Indian Boarding Schools: America’s Best Kept Secret

The discovery of the bodies of hundreds of children in unmarked graves at Canadian boarding schools for Indigenous children has many people looking for more information about similar sites in the United States.

Chioma Uwagwu reports:

 

In May the bodies of 215 children were discovered at a former indigenous boarding school site in Canada. Soon after hundreds more were found at a second school. The news has many people looking for more information about similar sites in the United States.

 

Dr. Denise Lajimodiere is a citizen of the Turtle Mountain Band of Ojibwe located in North Dakota and a retired professor.
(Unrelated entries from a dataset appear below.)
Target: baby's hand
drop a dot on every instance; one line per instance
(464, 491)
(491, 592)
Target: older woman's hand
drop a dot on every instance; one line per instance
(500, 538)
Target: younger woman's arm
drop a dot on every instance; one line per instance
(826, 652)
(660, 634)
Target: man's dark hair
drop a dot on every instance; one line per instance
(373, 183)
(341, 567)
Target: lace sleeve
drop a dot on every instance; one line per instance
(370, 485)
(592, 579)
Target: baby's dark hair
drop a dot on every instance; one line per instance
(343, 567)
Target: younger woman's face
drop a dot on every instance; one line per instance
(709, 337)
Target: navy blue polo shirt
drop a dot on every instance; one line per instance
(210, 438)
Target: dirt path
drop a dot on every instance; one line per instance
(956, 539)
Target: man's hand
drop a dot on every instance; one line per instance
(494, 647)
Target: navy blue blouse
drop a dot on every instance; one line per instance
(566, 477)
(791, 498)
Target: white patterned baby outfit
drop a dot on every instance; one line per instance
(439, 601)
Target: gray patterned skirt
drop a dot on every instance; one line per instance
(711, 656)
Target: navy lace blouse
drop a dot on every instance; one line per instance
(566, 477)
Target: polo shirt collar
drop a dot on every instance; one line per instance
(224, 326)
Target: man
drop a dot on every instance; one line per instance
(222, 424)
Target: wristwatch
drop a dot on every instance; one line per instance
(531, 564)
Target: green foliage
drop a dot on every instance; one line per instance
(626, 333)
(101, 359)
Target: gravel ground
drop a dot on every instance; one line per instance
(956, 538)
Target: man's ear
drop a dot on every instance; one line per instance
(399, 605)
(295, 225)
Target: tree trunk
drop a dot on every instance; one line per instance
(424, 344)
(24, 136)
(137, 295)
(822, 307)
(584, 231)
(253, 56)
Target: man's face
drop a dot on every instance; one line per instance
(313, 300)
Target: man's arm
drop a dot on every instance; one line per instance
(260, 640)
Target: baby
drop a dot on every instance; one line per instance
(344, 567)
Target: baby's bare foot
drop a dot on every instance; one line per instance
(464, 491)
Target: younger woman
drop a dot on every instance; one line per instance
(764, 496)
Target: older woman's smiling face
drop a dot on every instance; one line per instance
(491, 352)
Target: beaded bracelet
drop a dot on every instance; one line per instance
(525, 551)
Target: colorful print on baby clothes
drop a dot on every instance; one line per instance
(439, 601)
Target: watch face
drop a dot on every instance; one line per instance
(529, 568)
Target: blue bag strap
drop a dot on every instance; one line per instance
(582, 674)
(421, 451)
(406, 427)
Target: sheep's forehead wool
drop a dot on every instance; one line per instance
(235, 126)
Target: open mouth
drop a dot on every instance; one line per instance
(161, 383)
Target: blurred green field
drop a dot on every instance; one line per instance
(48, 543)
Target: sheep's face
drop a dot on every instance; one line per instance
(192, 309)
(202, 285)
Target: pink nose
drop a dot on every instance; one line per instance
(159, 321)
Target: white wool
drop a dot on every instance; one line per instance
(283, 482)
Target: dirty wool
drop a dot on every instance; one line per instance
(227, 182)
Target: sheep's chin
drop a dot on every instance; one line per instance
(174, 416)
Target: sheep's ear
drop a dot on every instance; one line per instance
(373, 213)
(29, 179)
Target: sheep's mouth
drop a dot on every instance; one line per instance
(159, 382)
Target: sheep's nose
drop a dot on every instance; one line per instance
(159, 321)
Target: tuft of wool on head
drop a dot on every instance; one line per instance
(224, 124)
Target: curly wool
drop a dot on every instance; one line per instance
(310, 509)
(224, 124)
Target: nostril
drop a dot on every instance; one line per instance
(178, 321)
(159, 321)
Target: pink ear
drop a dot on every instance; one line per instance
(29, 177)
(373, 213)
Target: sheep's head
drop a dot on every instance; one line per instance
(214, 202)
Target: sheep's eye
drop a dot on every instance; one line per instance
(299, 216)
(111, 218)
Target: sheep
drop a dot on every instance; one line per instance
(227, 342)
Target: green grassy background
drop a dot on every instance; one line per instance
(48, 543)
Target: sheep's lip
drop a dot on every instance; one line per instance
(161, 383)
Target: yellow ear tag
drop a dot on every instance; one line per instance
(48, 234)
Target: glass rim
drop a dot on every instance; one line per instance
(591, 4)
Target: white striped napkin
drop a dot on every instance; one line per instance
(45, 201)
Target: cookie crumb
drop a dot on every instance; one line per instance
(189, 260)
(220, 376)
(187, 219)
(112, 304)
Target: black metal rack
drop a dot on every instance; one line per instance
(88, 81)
She was in Canada a few years ago when an Indigenous judge asked her how many boarding schools were in the U.S.; she was shocked to realize she couldn’t answer the question. 

 

“And since then I have found out that nobody has ever asked the government or the Bureau of Indian Affairs or all of the Christian churches how many boarding schools they ran,” she said. 

 

Lajimodiere is now the author of the most comprehensive list of American Indian Boarding Schools in the US – so far she’s identified 407 of them. She says the boarding school era has been America’s best kept secret and is only now gaining national attention. 

 

Both of Lajimodiere’s parents were sent to boarding schools. 

 

“They put lice soap in the kids’ mouths. They put pins through their tongues for not speaking English,” she said, recalling stories from her father. ‘In other places they put rubber bands around their tongues. I mean the kids were literally tortured.”

 

Lajimodiere says native people must be consulted before any action is taken on sites in the U.S. – and detailed information must be gathered along the way. 

 

“We need to support the survivors, we need to locate the remains, and we need to bring them home,” she said. “We need to find healing places, whatever that looks like for each community.There’s just still so much grief across the country and the big question is, how do we handle that grief, how do we heal from that grief and from that trauma.

 

Dr. Lajimodere’s book “Stringing Rosaries”, a study in boarding school history and cultural genocide is being republished for the third time. It includes an updated list of boarding schools  and discusses the power of healing for survivors.